I have the honor to inclose, for your information, a copy of the instructions which have been issued, in compliance with your requisition (communicated to me in a letter from the Secretary at War, dated the 7 inst.) for organizing and holding in readiness to march at a moment’s warning, a corps of the Militia of Pena, amounting to 5,200, non commissioned officers & privates, with a due proportion of Commissioned officers.1 I am, with perfect respect Sir Yr

Df, in the writing of Alexander James Dallas, PHarH: Executive Correspondence, 1790-99; LB, PHarH: Executive Letterbooks. On 11 Aug., GW sent this letter to Alexander Hamilton "to act upon during the Secy. of War’s absence" (JPP description begins Dorothy Twohig, ed. The Journal of the Proceedings of the President, 1793–1797. Charlottesville, Va., 1981. description ends , 317-18).

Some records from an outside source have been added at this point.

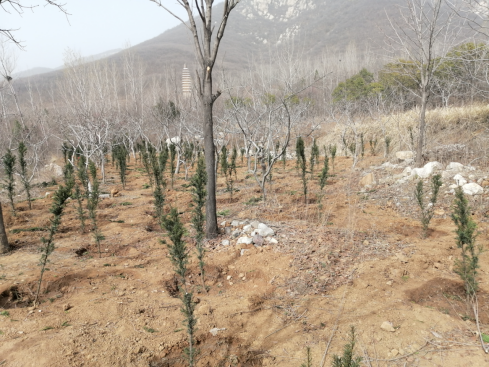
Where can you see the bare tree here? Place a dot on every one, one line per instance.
(206, 49)
(19, 6)
(425, 31)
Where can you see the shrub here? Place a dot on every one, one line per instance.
(301, 159)
(8, 161)
(199, 194)
(179, 259)
(348, 359)
(23, 172)
(467, 266)
(59, 203)
(427, 211)
(92, 203)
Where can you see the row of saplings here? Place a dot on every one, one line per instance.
(82, 185)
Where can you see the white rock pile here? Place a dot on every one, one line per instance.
(248, 233)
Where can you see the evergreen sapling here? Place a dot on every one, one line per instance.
(8, 161)
(23, 172)
(467, 266)
(59, 202)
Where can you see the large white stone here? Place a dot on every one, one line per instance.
(427, 170)
(403, 155)
(472, 189)
(244, 240)
(459, 179)
(455, 166)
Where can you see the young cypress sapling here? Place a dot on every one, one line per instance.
(324, 173)
(199, 194)
(301, 158)
(332, 152)
(173, 155)
(467, 266)
(348, 359)
(92, 203)
(314, 156)
(8, 161)
(57, 207)
(179, 258)
(23, 172)
(427, 211)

1Mifflin wrote Pennsylvania adjutant general Josiah Harmar on 8 Aug. instructing him to "forthwith issue General Orders" calling out militia in accordance with the requisition. Mifflin added, "I must entreat the most pointed attention, as well on your part, as on the part of the corps that is to be drafted, for the purpose of manifesting a just sense of the obedience which is due to the laws of our country, and the patriotic zeal with which the Freemen of Pennsylvania will, on every emergency, maintain the government that they have established." He "seriously lamented, that an occasion should ever arise for arming one part of the community against the other" and expressed hope for conciliation, but stated that if conciliation should fail, "the issue must be, whether, upon the pure principles of a Republican Government, the minority shall be allowed by violence to supercede the will of the majority; to substitute the law of arms, for the law of reason; and fatally to convert the peace, happiness, and order, which we now enjoy, into a scene of war, wretchedness, and anarchy" (PHarH: Executive Correspondence, 1790-99).

For Secretary of War Henry Knox’s letter to Mifflin of 7 Aug., see Proclamation, 7 Aug., source note.